Human + LLM: Not Ground Truth, But a Bias Detector
The instinct when you don't trust your LLM judge is to add human evaluation. Human judgment is the gold standard, so combining the two should produce something more reliable.
The problem is that humans have their own systematic biases, and those biases don't cancel out LLM biases. They compound them in some dimensions and cancel them in others, and you generally don't know which is happening.
The assertiveness bias in human evaluation is well-documented: humans rate confident-sounding incorrect answers 15-20% higher than cautiously-worded correct ones. LLM judges have the same bias in the same direction. If you average human and LLM scores on this dimension, you don't get a less biased result. You get two biased signals pointing the same direction.
The more useful framing for human + LLM combination is not averaging, it's divergence detection.

When human scores and LLM scores agree, you have either a genuine quality signal or two biases aligned in the same direction, and you can't tell which. When they disagree, you have information: something about this output is triggering one evaluator's bias but not the other's. That disagreement is the most valuable signal in your eval pipeline. It tells you which dimensions of your evaluation are contaminated and which you can trust.

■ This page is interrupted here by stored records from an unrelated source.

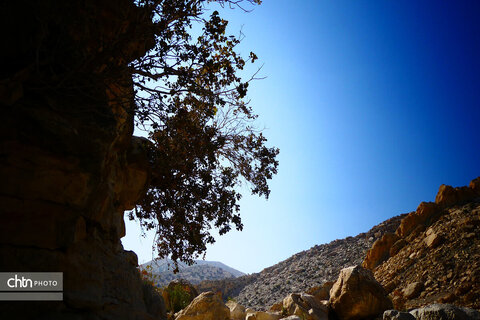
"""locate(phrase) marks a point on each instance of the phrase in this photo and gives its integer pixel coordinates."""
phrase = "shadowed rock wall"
(69, 165)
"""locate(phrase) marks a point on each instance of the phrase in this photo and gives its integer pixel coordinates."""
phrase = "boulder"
(397, 246)
(356, 295)
(380, 251)
(305, 306)
(425, 213)
(397, 315)
(292, 317)
(265, 315)
(178, 294)
(413, 290)
(448, 196)
(276, 307)
(250, 316)
(432, 240)
(321, 292)
(475, 186)
(207, 306)
(237, 311)
(445, 312)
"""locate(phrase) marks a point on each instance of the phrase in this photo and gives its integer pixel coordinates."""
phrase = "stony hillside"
(431, 255)
(300, 272)
(200, 271)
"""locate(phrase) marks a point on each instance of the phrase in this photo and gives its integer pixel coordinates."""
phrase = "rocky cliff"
(436, 255)
(68, 162)
(304, 270)
(430, 255)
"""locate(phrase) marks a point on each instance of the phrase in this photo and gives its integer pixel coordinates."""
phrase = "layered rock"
(68, 162)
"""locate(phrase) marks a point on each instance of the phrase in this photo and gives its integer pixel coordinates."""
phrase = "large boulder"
(445, 312)
(305, 306)
(321, 292)
(207, 306)
(397, 315)
(178, 294)
(357, 295)
(237, 311)
(380, 251)
(475, 186)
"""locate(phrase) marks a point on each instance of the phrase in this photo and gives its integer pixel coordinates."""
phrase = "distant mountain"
(300, 272)
(200, 271)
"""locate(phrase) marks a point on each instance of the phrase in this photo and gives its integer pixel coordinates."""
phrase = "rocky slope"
(200, 271)
(439, 259)
(431, 255)
(300, 272)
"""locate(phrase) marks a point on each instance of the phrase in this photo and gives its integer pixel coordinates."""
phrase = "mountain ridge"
(162, 271)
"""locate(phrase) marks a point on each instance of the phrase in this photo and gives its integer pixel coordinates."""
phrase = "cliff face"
(69, 165)
(436, 256)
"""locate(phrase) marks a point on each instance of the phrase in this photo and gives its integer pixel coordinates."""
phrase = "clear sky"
(373, 105)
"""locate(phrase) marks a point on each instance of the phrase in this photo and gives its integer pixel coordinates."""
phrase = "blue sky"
(373, 105)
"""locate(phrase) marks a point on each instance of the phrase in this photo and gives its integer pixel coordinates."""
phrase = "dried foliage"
(190, 98)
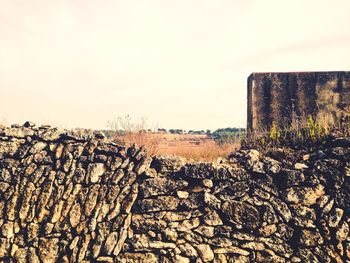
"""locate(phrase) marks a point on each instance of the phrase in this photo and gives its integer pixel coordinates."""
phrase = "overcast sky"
(179, 64)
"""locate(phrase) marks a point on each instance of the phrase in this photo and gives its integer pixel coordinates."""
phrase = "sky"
(176, 64)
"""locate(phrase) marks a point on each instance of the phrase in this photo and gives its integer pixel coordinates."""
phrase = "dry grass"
(150, 140)
(188, 146)
(196, 147)
(208, 151)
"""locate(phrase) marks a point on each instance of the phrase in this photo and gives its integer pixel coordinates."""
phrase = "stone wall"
(74, 197)
(275, 97)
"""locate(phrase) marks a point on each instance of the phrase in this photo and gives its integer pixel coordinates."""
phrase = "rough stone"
(205, 252)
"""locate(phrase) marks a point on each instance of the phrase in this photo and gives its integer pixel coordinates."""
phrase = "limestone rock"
(161, 185)
(161, 203)
(241, 214)
(305, 195)
(205, 252)
(95, 171)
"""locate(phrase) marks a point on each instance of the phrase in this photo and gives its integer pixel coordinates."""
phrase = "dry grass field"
(195, 147)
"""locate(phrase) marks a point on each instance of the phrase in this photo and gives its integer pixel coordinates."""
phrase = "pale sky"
(179, 64)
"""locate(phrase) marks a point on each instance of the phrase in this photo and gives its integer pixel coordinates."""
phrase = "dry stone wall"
(74, 197)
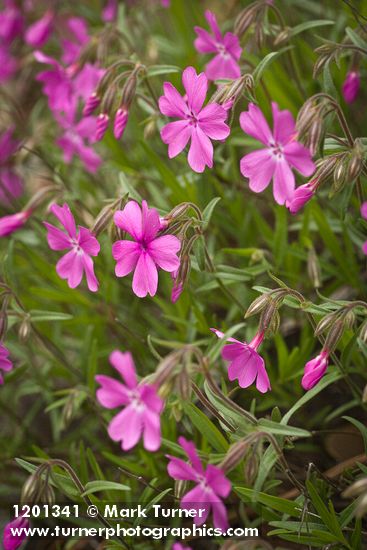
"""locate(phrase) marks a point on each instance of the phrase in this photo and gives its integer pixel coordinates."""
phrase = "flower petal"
(196, 86)
(126, 253)
(145, 278)
(201, 151)
(163, 251)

Designing a human + LLM eval pipeline:
A threshold-based routing system, where low-scoring outputs get routed to human review, is a reasonable starting point, but the threshold logic matters more than most teams think. If your routing criterion is "LLM judge scored below X," you're routing based on the LLM's confidence, which is itself biased. Agreeableness bias means the LLM is more likely to flag outputs that look unusual or non-fluent, even if they're factually correct. You may end up routing your most honest, cautious outputs to human review while letting overconfident wrong answers through.
A more robust approach is to route based on disagreement signals rather than just low scores. This requires running multiple judges (multiple LLMs, a mix of specialized judges, or LLM plus human) and treating disagreement between them as a flag, not just aggregate score below a threshold. When two judges disagree on a response, that response is worth a human look regardless of what the individual scores are.

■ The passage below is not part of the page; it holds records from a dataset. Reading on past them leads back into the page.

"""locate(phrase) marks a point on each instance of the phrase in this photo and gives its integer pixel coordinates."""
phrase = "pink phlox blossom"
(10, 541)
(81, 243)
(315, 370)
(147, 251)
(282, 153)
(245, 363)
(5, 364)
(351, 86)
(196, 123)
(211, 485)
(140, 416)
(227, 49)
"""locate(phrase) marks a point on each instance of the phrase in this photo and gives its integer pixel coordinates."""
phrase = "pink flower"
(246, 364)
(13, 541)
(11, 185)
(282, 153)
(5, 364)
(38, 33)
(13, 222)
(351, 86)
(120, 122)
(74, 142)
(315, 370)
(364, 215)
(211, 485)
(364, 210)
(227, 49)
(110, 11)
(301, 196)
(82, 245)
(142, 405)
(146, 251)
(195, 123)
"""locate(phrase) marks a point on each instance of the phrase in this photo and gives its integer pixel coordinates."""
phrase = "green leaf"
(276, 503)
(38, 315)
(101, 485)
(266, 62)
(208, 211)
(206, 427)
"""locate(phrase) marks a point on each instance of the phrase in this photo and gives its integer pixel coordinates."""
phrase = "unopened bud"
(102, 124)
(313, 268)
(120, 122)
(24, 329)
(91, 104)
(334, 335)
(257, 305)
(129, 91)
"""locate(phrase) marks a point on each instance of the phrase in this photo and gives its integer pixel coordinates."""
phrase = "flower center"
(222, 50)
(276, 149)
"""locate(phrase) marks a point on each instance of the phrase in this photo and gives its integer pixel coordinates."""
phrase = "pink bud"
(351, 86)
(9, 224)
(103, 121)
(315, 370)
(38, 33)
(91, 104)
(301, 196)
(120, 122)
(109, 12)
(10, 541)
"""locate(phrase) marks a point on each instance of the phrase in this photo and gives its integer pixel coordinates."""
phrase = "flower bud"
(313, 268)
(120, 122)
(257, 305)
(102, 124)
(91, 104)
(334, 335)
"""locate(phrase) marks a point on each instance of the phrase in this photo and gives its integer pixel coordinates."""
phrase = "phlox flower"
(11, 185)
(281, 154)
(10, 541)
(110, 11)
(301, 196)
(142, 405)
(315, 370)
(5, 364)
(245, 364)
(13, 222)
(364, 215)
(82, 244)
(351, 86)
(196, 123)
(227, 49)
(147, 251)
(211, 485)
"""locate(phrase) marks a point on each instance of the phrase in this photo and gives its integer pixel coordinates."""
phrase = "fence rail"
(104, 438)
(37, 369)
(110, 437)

What human review is actually for: The most valuable use of human evaluation is not to replace LLM judgment on individual responses. It's to periodically audit whether your LLM judge's systematic biases are stable and in which direction they're pointing. If you run human review on a sample of responses every few weeks and track where human and LLM scores diverge, you build a calibration picture of your judge over time. That calibration data is what lets you interpret your eval scores with appropriate skepticism, knowing which dimensions to trust and which to discount.
The Design Principles
The through-line across all of these scenarios is the same: LLM judge scores are not measurements of quality. They're measurements of how much your outputs match the judge's preferences, which partially correlates with quality.
Working from that premise leads to a different set of instincts when designing evals:
- Don't optimize for absolute scores; track deltas between controlled conditions and always check whether your change affected bias-inducing surface features
- Decompose aggregate scores into dimension-specific judges; a single score on a complex pipeline is almost always hiding where the real problem is
- Use human evaluation for calibration and divergence detection, not as a replacement for understanding your judge's biases
- Match your evaluation method to what you're actually trying to measure: execution-based checks for code correctness, faithfulness-specific judges for RAG, step-level judges for multi-agent pipelines
The goal isn't to find a judge you can trust blindly. It's to design experiments where the judge's biases don't determine the outcome.